ToxiGen: A Large-Scale Machine-Generated Dataset for Adversarial and
Implicit Hate Speech Detection
- URL: http://arxiv.org/abs/2203.09509v1
- Date: Thu, 17 Mar 2022 17:57:56 GMT
- Title: ToxiGen: A Large-Scale Machine-Generated Dataset for Adversarial and
Implicit Hate Speech Detection
- Authors: Thomas Hartvigsen, Saadia Gabriel, Hamid Palangi, Maarten Sap,
Dipankar Ray, Ece Kamar
- Abstract summary: ToxiGen is a large-scale dataset of 274k toxic and benign statements about 13 minority groups.
Controlling machine generation in this way allows ToxiGen to cover implicitly toxic text at a larger scale.
We find that 94.5% of toxic examples are labeled as hate speech by human annotators.

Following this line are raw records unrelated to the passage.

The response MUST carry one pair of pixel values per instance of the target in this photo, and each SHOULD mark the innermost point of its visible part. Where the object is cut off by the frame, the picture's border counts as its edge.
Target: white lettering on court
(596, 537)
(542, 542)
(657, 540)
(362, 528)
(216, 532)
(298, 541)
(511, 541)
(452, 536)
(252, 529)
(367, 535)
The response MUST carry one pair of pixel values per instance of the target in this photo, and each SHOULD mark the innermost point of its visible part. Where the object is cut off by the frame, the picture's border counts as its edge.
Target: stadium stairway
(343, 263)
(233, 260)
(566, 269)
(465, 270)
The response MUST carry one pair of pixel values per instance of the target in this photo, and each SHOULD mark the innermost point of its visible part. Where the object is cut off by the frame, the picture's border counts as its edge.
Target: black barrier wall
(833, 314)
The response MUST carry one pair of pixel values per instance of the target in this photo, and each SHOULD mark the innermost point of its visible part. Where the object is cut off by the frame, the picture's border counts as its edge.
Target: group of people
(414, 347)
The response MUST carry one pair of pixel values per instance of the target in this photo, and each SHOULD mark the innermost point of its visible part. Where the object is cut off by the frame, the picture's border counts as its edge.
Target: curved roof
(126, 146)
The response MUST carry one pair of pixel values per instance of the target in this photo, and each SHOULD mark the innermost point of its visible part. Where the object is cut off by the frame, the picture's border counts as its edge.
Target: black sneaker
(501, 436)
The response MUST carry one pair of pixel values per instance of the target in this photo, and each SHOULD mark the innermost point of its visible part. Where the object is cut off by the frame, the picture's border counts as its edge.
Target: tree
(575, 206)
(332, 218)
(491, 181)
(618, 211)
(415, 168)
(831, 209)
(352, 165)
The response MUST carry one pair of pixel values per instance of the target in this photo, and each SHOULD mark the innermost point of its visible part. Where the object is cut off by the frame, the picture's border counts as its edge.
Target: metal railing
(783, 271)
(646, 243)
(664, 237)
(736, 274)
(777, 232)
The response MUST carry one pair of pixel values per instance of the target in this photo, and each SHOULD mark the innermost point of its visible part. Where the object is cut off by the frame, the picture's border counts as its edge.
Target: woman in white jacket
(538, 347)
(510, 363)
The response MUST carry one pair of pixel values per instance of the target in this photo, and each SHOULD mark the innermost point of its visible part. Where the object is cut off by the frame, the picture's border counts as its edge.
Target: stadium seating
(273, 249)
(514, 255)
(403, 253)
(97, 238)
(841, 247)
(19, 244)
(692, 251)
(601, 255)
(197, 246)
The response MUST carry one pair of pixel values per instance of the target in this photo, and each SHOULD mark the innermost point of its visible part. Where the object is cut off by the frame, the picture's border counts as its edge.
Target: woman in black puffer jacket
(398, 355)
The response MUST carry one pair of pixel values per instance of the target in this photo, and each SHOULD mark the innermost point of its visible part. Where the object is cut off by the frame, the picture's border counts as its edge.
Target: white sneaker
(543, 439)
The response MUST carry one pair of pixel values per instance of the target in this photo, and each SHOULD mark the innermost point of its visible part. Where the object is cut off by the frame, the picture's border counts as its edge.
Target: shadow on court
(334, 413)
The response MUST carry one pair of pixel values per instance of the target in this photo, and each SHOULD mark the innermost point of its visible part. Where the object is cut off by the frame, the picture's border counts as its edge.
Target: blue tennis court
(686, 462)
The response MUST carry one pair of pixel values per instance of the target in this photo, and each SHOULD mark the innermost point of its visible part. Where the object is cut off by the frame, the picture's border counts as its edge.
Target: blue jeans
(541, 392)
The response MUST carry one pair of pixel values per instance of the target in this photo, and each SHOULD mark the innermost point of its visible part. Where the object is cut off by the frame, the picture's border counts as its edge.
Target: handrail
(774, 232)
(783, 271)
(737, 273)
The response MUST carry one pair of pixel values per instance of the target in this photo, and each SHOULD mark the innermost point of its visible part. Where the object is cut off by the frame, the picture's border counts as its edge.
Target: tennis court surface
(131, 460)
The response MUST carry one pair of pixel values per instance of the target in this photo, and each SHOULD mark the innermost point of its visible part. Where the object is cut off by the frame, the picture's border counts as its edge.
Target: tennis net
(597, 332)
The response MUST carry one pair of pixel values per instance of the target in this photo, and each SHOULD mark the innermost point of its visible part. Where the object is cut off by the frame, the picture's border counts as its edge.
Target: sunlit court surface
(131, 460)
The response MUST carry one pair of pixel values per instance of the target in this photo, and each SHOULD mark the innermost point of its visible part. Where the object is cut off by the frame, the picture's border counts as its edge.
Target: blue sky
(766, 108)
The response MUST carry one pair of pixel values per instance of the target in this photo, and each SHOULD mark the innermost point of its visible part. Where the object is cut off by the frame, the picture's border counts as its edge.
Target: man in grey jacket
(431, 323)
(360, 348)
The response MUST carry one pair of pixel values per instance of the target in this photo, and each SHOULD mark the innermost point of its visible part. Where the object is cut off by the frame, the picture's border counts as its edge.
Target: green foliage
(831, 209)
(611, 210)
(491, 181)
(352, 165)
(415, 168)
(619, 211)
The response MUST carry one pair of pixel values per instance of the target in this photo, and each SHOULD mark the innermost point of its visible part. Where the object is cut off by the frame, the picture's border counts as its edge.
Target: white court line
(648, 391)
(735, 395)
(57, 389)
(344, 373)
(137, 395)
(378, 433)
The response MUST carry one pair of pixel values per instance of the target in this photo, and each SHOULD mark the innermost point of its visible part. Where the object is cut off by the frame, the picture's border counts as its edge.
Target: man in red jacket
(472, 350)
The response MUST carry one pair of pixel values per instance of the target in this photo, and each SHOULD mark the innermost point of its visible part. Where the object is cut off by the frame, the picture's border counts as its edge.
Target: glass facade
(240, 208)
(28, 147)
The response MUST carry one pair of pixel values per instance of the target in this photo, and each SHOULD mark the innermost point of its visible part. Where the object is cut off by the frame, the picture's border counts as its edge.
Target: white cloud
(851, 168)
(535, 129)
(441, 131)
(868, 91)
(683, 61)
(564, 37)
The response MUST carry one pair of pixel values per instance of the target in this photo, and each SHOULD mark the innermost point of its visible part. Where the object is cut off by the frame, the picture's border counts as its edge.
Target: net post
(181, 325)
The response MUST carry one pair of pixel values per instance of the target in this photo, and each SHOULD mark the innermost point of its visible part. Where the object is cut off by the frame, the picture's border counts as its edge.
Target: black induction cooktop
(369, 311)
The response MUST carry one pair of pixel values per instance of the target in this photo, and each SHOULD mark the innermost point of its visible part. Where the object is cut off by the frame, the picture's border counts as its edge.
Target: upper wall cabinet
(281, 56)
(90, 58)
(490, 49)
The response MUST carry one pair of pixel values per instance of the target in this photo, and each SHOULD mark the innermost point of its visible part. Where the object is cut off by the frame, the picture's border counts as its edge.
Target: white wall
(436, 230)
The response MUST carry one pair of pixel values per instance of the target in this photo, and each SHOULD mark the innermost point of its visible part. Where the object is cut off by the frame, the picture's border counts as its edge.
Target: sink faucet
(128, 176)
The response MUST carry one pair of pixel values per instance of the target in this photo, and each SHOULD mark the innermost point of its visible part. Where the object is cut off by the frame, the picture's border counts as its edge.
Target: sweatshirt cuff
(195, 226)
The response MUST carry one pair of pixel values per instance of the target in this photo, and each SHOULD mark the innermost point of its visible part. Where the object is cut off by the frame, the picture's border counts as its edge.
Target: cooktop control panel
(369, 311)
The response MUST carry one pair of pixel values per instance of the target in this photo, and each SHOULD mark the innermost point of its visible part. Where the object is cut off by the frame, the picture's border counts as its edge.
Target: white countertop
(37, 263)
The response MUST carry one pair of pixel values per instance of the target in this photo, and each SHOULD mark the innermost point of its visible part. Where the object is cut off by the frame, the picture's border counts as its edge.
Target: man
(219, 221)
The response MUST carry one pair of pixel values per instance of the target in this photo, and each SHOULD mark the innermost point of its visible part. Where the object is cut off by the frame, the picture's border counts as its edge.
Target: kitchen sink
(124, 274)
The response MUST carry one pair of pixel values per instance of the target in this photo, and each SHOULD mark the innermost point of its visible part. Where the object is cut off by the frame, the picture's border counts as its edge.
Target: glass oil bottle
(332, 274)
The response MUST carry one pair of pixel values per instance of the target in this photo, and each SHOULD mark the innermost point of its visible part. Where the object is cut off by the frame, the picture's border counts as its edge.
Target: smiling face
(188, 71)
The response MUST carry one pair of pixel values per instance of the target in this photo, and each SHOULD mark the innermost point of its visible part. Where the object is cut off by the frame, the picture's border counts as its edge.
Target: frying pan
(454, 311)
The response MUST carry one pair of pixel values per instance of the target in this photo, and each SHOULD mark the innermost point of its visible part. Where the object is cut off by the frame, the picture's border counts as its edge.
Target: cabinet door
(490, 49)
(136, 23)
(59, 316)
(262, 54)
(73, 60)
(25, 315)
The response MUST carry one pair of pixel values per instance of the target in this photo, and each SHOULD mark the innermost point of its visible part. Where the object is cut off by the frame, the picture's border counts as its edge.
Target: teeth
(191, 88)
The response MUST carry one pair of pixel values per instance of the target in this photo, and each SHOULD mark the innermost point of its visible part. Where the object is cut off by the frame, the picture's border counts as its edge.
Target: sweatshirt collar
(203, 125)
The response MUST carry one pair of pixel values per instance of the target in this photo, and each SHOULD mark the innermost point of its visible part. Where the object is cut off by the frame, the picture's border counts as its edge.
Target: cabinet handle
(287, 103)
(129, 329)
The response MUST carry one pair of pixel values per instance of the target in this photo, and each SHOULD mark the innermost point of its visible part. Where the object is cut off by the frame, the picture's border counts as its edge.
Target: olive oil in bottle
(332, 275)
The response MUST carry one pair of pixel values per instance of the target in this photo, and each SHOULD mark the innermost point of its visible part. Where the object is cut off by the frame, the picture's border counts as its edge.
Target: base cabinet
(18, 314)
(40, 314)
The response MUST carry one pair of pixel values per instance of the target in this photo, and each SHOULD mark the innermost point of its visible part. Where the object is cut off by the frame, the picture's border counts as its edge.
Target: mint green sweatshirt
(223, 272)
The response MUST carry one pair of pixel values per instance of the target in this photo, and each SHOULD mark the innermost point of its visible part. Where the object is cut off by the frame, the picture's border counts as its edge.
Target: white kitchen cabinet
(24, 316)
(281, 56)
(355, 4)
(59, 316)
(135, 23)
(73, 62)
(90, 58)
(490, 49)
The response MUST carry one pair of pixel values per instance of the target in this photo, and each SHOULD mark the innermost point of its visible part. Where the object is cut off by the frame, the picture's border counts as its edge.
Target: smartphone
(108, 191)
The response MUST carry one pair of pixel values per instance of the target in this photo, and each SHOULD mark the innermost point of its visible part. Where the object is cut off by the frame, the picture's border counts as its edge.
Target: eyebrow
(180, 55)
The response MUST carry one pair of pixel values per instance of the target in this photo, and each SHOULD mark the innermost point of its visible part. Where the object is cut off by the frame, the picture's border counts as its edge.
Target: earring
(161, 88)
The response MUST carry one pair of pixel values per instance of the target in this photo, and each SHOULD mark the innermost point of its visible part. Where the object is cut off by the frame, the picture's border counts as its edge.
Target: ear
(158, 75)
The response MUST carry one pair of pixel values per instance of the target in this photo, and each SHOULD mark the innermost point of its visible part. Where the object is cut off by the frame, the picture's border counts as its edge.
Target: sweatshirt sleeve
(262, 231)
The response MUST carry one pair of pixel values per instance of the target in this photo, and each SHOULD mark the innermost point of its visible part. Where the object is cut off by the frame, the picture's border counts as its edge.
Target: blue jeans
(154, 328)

- Score: 33.715318646717385
- License: http://creativecommons.org/licenses/by/4.0/
- Abstract: Toxic language detection systems often falsely flag text that contains
minority group mentions as toxic, as those groups are often the targets of
online hate. Such over-reliance on spurious correlations also causes systems to
struggle with detecting implicitly toxic language. To help mitigate these
issues, we create ToxiGen, a new large-scale and machine-generated dataset of
274k toxic and benign statements about 13 minority groups. We develop a
demonstration-based prompting framework and an adversarial
classifier-in-the-loop decoding method to generate subtly toxic and benign text
with a massive pretrained language model. Controlling machine generation in
this way allows ToxiGen to cover implicitly toxic text at a larger scale, and
about more demographic groups, than previous resources of human-written text.
We conduct a human evaluation on a challenging subset of ToxiGen and find that
annotators struggle to distinguish machine-generated text from human-written
language. We also find that 94.5% of toxic examples are labeled as hate speech
by human annotators. Using three publicly-available datasets, we show that
finetuning a toxicity classifier on our data improves its performance on
human-written data substantially. We also demonstrate that ToxiGen can be used
to fight machine-generated toxicity as finetuning improves the classifier
significantly on our evaluation subset.